Download or read book The Art of Advocacy in Singapore written by Constance Singam and published by Ethos Books. This book was released on 2022-08-04 with total page 455 pages. Available in PDF, EPUB and Kindle. Book excerpt: Advocacy is a tricky pursuit in Singapore. Your motives can be questioned, your activities monitored, and your scope for action limited. Despite the constraints, civil society activists have persisted, finding ways to pursue their cause and to try to bring about the changes they believe important for Singapore. In 2013 a small group of civil society stalwarts set out to acknowledge the contributions of these unsung heroes. The Singapore Advocacy Awards was launched, a 3-year project that saw a total of 18 individuals and organisations being honoured. In this book, 37 activists, many of them winners of the Awards, write about their causes and discuss the strategies shaped and lessons learnt as they practise the delicate art of advocacy in Singapore. Reflecting the nature of civil society, there is a diversity of voices. Some give a more personal account, while others describe the institutional experience of advocacy work. Some essays are short and sweet, others long and detailed. They appear ordered alphabetically by the cause.

Book Friction

    Book Details:
  • Author : Anna Lowenhaupt Tsing
  • Publisher : Princeton University Press
  • Release : 2024-08-06
  • ISBN : 0691263515
  • Pages : 352 pages

Download or read book Friction written by Anna Lowenhaupt Tsing and published by Princeton University Press. This book was released on 2024-08-06 with total page 352 pages. Available in PDF, EPUB and Kindle. Book excerpt: What the struggle over the Indonesian rainforests can teach us about the social frictions that shape the world around us Rubbing two sticks together produces heat and light while one stick alone is just a stick. It is the friction that produces movement, action, and effect. Anthropologist Anna Lowenhaupt Tsing challenges the widespread view that globalization invariably signifies a clash of cultures, developing friction as a metaphor for the diverse and conflicting social interactions that make up our contemporary world. Tsing focuses on the rainforests of Indonesia, where in the 1980s and 1990s capitalist interests increasingly reshaped the landscape not so much through corporate design as through awkward chains of legal and illegal entrepreneurs that wrested the land from previous claimants, creating resources for distant markets.
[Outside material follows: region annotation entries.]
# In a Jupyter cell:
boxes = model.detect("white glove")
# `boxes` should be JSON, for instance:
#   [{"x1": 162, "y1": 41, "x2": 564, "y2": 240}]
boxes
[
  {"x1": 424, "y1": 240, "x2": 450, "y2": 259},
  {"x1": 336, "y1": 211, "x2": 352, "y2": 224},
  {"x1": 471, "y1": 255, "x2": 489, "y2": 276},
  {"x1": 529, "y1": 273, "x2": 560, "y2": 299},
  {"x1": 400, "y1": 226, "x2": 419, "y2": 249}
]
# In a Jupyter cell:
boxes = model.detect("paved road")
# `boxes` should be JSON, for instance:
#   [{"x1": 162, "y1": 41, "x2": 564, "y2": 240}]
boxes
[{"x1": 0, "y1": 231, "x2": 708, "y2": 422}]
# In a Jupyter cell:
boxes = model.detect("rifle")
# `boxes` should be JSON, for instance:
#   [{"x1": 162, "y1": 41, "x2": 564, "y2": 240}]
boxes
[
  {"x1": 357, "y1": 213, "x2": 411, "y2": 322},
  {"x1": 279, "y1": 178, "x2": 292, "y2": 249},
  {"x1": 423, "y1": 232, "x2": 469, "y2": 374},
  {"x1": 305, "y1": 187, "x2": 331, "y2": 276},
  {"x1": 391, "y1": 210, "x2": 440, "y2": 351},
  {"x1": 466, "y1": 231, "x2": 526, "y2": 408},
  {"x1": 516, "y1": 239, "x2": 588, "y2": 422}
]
In response, environmental movements arose to defend the rainforests and the communities of people who live in them. Not confined to a village, province, or nation, the social drama of the Indonesian rainforests includes local and national environmentalists, international science, North American investors, advocates for Brazilian rubber tappers, United Nations funding agencies, mountaineers, village elders, and urban students—all drawn into unpredictable, messy misunderstandings, but misunderstandings that sometimes work out. Providing an invaluable portfolio of methods for the study of global interconnections, Friction shows how cultural differences are in the grip of worldly encounter and reveals how much is overlooked in contemporary theories of the global.